Jails Are COVID-19 Hot Spots
One of the main changes with sentencing during the time of COVID-19 revolves around the recognition that jails have become hot spots for the spread of the pandemic. There have been numerous reports around the country of prisoners being sickened in prison. Officials are almost completely unable to stop the spread of the pandemic behind bars as jails are difficult to sanitize and prisoners are confined together in close quarters.
There are approximately 20,000 inmates in the state of New Jersey. The infection rates among these inmates have been alarming. Certain prisons in the state have been hit very hard by COVID-19. For example, there were 105 cases at the Mountainview Youth Correctional Facility. At the Edna Mahan Correctional Facility, by mid-May, there were 73 cases of COVID-19 among corrections officers and another 47 among inmates. There have been horrifying reports about the conditions that some of these prisoners faced with the jail using solitary confinement cells as a COVID-19 isolation unit and housing many prisoners in a small cell.
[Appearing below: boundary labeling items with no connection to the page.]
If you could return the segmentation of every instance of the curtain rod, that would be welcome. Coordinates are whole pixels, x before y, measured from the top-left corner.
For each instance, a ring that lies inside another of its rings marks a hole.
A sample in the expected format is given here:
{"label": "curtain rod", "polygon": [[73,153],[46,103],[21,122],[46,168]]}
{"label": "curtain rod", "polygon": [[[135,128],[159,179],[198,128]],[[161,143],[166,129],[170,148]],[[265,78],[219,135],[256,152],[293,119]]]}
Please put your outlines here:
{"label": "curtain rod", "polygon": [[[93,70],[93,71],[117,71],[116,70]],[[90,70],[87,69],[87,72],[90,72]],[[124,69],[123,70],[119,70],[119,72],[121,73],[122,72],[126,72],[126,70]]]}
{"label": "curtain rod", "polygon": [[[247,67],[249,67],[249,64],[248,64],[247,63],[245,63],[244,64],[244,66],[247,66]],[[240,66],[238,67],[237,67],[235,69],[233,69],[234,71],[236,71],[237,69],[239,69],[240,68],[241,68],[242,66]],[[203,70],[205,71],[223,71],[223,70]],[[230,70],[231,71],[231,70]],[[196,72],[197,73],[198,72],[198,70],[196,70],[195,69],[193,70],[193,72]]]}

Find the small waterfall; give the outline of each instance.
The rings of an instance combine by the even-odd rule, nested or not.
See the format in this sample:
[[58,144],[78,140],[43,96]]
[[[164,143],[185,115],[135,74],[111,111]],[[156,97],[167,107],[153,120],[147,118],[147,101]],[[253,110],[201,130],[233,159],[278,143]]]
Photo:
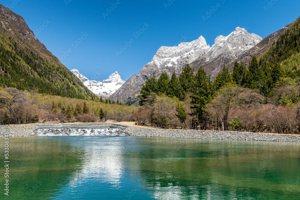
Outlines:
[[38,129],[35,131],[38,136],[125,136],[128,135],[124,129],[116,128]]

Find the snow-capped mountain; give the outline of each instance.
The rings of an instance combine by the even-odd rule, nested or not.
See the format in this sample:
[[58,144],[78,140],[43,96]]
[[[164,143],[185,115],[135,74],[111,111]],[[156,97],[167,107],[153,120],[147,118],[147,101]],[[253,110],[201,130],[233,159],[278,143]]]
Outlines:
[[110,98],[124,101],[132,100],[136,98],[142,84],[153,72],[157,78],[165,71],[170,77],[175,71],[178,76],[187,64],[196,71],[202,66],[213,77],[224,64],[234,61],[262,40],[259,36],[238,27],[227,37],[218,36],[211,47],[202,36],[178,46],[162,46],[151,62],[144,65],[138,73],[132,76]]
[[99,97],[102,96],[104,98],[106,97],[108,98],[125,82],[122,79],[117,72],[102,82],[90,81],[76,69],[72,70],[71,72],[76,75],[93,93]]

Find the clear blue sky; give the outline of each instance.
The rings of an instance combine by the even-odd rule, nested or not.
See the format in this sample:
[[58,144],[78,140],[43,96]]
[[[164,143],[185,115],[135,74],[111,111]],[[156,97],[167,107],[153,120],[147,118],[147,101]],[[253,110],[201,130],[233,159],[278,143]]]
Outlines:
[[[104,16],[112,3],[116,7]],[[127,80],[161,46],[202,35],[211,46],[217,36],[226,36],[237,26],[264,38],[300,15],[296,0],[2,0],[0,4],[22,16],[36,37],[68,69],[100,81],[116,71]],[[212,14],[203,20],[210,11]],[[134,35],[143,27],[142,33]],[[116,52],[125,42],[130,46],[117,57]],[[68,56],[62,56],[69,49]]]

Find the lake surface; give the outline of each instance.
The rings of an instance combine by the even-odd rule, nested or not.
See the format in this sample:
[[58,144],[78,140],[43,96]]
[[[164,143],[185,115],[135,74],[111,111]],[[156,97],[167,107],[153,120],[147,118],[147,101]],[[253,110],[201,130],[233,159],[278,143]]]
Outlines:
[[299,143],[58,136],[9,144],[10,196],[2,173],[1,199],[300,199]]

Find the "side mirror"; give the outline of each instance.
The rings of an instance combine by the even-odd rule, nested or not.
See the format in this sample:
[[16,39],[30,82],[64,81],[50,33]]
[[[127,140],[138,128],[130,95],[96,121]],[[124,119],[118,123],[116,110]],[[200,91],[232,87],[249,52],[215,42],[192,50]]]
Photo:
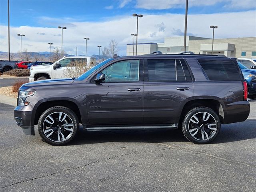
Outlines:
[[56,68],[60,68],[60,64],[57,62],[53,66],[53,69],[55,69]]
[[94,81],[95,81],[96,82],[101,82],[104,81],[105,78],[106,76],[105,74],[104,73],[99,73],[97,75],[97,76],[96,76]]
Governor Murphy’s Executive Order
Governor Murphy acted relatively early with an executive order allowing the release of certain prisoners who were judged as being higher-risk inmates when it comes to the pandemic. In New Jersey prisons, there are four categories of prisoners who are a priority for furloughs. These include:
- Prisoners over the age of 60
- Those with high-risk medical conditions
- Inmates whose sentences expire within three months
- Prisoners who were denied parole within the past 12 months
In New Jersey, the inmates would qualify for temporary and not permanent release. When the COVID-19 danger passes, they would be required to report back to prison. This is with the exception of inmates who have been paroled during this time. New Jersey instructed the Department of Corrections to review inmates’ files to see which ones can be paroled.
However, actual reports about the furlough program in its early weeks of operation stated that there was mass confusion and inmates were being furloughed less than they otherwise should have been. In the first few weeks of the program, only about 50 inmates were furloughed as the prisons did not really understand the rules. By the middle of May, that number had increased to 100, but victims’ rights groups have complained that the state has been moving too slowly and has placed prisoners at risk.
By June, the number had grown to more than 400, but the New Jersey Supreme Court ruled that the state was illegally operating the furlough program. The main problem was that the state had violated prisoners’ due process rights by operating this program in secret and not sharing information with the inmates and their attorneys. The court directed the state to move faster when it comes to furloughs and paroles since New Jersey has the highest rate of inmate death from COVID-19 in the country. As a result, now would be an advantageous time to contact a Morristown criminal defense lawyer to try to act on an inmate’s behalf.
A Furlough Is Not a Commuted Sentence or Parole
The inmates who are released early from prisons generally do not have their sentences commuted. In other words, an early release is not the same as parole where the inmate is generally free to move about, subject to certain conditions. In these cases, the early release means that prisoners are required to remain at home or in one location for the duration of their sentence. They are still subject to the criminal justice system.
In the case of New Jersey, the state’s judiciary issued guidance on May 1 for sentencing proceedings. Judges have the discretion to hold sentencing hearings by video or remotely but only if all parties (including the defendant) consent to it. If the sentencing is held, then the custodial part of the sentence could include state prison. However, the judge has other options than state prison. It is up to the judge to weigh all of the risks to the defendant and public safety in making a determination whether the sentence should begin right now. The judge has the option to order a sentence other than state prison or to stay the sentence for the time being.
Law enforcement has been flexible in some regard when it comes to sentencing. Dangerous criminals will still be sent to prison for sentences. There would be public safety issues with keeping these criminals out of prison that would outweigh the health interest of protecting the sentenced defendants. However, some criminals may be able to remain outside of prison when they are awaiting trial or sentencing. For example, the well-known lawyer Michael Avenatti was allowed to leave prison while he awaits trial in his federal case because he is at a heightened risk of serious complications from COVID-19.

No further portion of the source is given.